Computed tomographic scan of bladder stones.

After surgery, a 16F Foley catheter was placed through the urethra with mild resistance. Patient recovery was uncomplicated, and a retrograde cystourethrogram 2 weeks later would show an intact bladder and patent urethra. The patient currently urinates without issue.

Discussion

This case represents the long-term outcome of unmonitored complications in a patient with a neophallus from a hair-bearing donor site. The patient had a previous history of multiple fistula formation and stricture formation in the time frame shortly after the operation, but it was the 2-year lost to follow-up that allowed other adverse events to develop so fully. The initial approach to surgery in this patient was to strongly consider a perineal urethrotomy to assure continued continence, as the urethral stone was not expected and stricturing (reported at 5.3%–6.7% rate) or fistula (at 10.5%–33.3%) was predicted.2, 3 Initially, it was believed stricture would be the most likely reason for retention in this patient, but it appears a calculus secondary to a hairball nidus initiated the retention.
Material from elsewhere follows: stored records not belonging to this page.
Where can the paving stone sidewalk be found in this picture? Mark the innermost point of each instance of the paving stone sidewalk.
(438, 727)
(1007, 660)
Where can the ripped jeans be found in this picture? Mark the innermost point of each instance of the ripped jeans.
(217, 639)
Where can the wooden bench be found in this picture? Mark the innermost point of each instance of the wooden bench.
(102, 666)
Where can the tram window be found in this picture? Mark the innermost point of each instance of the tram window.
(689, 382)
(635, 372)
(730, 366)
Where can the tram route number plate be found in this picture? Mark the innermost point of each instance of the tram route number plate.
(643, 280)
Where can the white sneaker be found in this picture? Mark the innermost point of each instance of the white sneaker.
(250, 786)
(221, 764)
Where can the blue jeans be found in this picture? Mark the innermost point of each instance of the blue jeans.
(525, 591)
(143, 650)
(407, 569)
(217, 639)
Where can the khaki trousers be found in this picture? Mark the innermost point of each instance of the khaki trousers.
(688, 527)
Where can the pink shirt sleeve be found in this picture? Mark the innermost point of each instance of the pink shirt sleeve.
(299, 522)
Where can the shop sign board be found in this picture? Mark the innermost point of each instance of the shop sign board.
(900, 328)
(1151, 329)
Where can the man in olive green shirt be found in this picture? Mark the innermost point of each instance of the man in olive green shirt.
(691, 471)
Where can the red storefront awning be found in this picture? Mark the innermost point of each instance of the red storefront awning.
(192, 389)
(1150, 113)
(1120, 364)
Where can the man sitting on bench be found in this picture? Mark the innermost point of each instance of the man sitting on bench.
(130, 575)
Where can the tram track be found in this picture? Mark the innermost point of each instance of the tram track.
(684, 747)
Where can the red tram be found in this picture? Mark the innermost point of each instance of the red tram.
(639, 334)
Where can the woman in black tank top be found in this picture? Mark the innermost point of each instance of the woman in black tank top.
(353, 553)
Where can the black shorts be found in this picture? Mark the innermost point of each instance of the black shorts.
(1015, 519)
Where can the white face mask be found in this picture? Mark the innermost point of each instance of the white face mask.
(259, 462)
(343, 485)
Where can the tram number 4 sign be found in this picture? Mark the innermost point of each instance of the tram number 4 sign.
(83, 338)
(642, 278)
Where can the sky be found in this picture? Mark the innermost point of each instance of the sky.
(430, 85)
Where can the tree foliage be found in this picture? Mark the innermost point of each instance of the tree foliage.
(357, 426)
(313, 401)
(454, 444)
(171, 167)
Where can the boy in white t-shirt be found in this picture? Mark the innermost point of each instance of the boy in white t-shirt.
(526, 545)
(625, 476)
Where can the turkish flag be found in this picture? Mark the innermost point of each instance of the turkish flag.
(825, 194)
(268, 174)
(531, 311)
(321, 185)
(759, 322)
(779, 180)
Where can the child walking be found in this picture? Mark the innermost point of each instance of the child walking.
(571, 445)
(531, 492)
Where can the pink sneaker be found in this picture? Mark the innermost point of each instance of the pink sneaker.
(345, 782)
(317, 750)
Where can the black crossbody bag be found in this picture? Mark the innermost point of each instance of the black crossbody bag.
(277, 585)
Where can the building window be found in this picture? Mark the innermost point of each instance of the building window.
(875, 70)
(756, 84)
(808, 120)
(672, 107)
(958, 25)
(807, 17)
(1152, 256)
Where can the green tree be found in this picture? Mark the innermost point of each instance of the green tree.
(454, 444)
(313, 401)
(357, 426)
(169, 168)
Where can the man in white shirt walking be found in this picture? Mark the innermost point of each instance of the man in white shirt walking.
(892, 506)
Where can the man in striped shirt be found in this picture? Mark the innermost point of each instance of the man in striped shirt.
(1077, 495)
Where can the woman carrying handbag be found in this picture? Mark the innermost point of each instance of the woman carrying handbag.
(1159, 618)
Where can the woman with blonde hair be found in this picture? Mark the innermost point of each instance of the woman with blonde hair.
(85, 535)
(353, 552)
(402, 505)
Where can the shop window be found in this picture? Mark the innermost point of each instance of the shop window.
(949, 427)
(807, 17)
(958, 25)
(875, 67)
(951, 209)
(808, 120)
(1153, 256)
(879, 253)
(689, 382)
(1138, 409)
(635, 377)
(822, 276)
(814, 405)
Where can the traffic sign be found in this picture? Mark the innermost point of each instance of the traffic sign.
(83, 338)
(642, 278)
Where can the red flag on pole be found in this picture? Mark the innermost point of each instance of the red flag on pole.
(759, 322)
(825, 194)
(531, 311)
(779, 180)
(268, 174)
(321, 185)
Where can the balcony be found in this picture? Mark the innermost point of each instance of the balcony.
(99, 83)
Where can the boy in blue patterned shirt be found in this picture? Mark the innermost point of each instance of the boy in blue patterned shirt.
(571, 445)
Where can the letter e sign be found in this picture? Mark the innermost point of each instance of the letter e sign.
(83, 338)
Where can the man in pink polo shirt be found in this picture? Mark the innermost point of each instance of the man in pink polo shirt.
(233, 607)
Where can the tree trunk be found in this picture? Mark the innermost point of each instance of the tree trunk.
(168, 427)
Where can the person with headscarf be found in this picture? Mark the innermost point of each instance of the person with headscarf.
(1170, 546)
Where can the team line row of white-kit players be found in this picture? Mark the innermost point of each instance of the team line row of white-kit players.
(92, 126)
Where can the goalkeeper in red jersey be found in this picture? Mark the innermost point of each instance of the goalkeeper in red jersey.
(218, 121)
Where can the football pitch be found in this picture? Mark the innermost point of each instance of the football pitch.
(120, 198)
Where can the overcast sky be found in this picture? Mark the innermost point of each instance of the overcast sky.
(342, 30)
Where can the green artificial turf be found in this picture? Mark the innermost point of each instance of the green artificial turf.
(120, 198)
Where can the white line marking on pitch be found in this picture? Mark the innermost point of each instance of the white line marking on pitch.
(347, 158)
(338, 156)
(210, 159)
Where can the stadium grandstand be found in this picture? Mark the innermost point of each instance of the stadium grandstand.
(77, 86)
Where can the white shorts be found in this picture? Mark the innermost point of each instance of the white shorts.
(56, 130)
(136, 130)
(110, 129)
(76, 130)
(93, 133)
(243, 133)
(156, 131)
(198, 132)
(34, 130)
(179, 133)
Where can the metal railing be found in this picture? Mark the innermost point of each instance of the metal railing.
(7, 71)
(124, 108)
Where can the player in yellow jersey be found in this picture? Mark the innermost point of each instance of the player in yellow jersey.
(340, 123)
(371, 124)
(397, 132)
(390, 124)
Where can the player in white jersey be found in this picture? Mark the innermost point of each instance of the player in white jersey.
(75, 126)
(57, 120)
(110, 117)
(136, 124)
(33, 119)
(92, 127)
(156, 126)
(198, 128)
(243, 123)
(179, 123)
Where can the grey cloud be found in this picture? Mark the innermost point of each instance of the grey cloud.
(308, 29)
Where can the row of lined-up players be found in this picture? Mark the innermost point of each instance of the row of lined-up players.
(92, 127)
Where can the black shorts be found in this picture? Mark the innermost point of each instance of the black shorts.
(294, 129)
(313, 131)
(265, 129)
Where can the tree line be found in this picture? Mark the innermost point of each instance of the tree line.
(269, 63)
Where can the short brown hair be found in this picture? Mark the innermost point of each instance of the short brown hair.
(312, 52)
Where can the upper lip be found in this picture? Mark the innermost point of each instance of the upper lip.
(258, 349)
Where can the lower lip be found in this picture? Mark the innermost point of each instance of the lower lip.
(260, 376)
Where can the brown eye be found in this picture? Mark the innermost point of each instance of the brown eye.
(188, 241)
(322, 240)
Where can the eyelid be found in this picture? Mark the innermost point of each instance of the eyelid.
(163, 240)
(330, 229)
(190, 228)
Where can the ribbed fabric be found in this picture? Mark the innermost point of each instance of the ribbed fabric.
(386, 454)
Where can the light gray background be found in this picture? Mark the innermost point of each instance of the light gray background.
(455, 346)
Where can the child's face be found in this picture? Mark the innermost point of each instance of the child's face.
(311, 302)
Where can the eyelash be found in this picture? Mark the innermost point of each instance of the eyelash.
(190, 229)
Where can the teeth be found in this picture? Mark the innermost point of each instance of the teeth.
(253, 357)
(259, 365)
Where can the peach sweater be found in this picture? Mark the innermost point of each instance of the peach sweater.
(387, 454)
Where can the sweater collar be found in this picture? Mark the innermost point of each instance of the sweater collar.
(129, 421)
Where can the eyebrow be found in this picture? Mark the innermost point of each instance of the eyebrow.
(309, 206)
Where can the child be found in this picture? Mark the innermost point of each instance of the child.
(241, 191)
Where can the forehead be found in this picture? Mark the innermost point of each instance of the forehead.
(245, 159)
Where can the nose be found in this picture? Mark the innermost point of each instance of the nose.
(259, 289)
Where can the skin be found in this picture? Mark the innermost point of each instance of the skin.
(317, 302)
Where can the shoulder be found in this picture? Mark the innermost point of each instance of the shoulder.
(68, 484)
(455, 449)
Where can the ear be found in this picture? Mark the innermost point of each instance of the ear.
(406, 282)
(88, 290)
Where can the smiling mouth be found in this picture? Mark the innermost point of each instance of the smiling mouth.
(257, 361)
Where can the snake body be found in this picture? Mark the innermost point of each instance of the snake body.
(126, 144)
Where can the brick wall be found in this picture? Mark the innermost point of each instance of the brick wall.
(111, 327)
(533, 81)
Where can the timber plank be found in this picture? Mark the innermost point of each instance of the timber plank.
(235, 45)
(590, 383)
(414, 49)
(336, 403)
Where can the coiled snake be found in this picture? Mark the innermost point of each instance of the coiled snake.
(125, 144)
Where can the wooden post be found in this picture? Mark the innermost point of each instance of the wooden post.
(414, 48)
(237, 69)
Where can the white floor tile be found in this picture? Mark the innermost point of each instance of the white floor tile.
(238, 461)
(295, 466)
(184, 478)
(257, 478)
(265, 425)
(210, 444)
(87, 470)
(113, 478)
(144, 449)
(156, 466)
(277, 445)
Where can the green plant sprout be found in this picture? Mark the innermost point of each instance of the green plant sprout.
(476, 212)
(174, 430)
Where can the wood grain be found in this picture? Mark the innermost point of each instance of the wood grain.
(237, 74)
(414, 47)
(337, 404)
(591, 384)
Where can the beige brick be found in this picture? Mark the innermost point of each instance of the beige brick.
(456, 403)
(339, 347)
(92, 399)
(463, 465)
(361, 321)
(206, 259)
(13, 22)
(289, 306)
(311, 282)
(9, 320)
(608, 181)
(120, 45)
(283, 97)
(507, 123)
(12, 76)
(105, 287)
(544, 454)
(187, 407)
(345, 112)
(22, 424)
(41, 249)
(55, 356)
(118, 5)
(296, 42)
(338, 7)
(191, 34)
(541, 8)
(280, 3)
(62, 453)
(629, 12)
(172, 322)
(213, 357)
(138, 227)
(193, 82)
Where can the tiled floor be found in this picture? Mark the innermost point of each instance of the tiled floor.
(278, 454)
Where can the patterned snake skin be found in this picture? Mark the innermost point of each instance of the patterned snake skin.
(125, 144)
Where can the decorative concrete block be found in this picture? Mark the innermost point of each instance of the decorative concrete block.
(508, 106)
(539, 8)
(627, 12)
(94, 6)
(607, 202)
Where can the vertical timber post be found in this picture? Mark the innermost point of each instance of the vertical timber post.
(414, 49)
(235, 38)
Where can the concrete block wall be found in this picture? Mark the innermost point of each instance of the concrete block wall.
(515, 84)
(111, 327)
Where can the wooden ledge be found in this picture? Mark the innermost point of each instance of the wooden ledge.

As an additional nidus for calculus formation, the retained suprapubic tube became the center of a nearly 5 × 4 cm stone (Fig. 2), possibly larger if the second bladder stone is included. The urethral stone is a distinct finding from the bladder stones, as it was far too large to have passed through the prostatic urethra without significant discomfort, something the patient denied. The patient likely developed the urethral stone at the site it was located (Fig. 3). The formation of urethral stones in hair-bearing neourethras has been documented as a rare outcome of all hair-bearing urethral reconstructions,4, 5 although with no reported occurrences in RAFF phalloplasty.2, 3 In this patient, the urethral calculus formed a source of complete urinary obstruction, a novel finding, which could be relieved with manipulation of the stone. Despite urethral stones of any size being rare, it is important to not overlook them as a nonstricturing etiology that can explain acute or chronic retention in RAFF phalloplasty patients.

Figure 2.

Figure 2

Bladder stone anchored to suprapubic tube.

Figure 3.

Figure 3

Cystoscopic view of encountered urethral stone.

Definitive management would involve urethral depilliation, and multiple techniques from electrocautery to laser ablation to thioglycolate solution have been described.5 However, this treatment was deferred in our patient because of the history of fistula formation. It has been hypothesized that self-catheterization once a week can prevent calculi formation.5 This technique may be used as an alternative for those with contraindications to definitive therapy.

Most patients would have frequent urologic follow-up for the duration of their life and would not reach a state of calculus, which could obstruct the urethra. Given the presence of hair-bearing epithelium is foreign to the urothelial system, some level of calculus formation could be assumed to be the natural progression in any unmonitored patient. There needs to be larger study of the long-term sequelae of these surgeries to be certain that stone formation and eventual obstruction are a natural progression in those with poor follow-up.

Conclusion

This case represents multiple late-term complications of a radial free-arm flap phalloplasty, including a stone forming primarily within the urethra. As reconstructive techniques continue to improve, urologists will be seeing increasing number of surgically repaired or recreated organs, which carry their own unique differential diagnosis for even the most common of urologic complaints, retention. This case can serve as a guide for what long-term sequelae can be expected in these patients and should serve as a basis for future study in this patient population.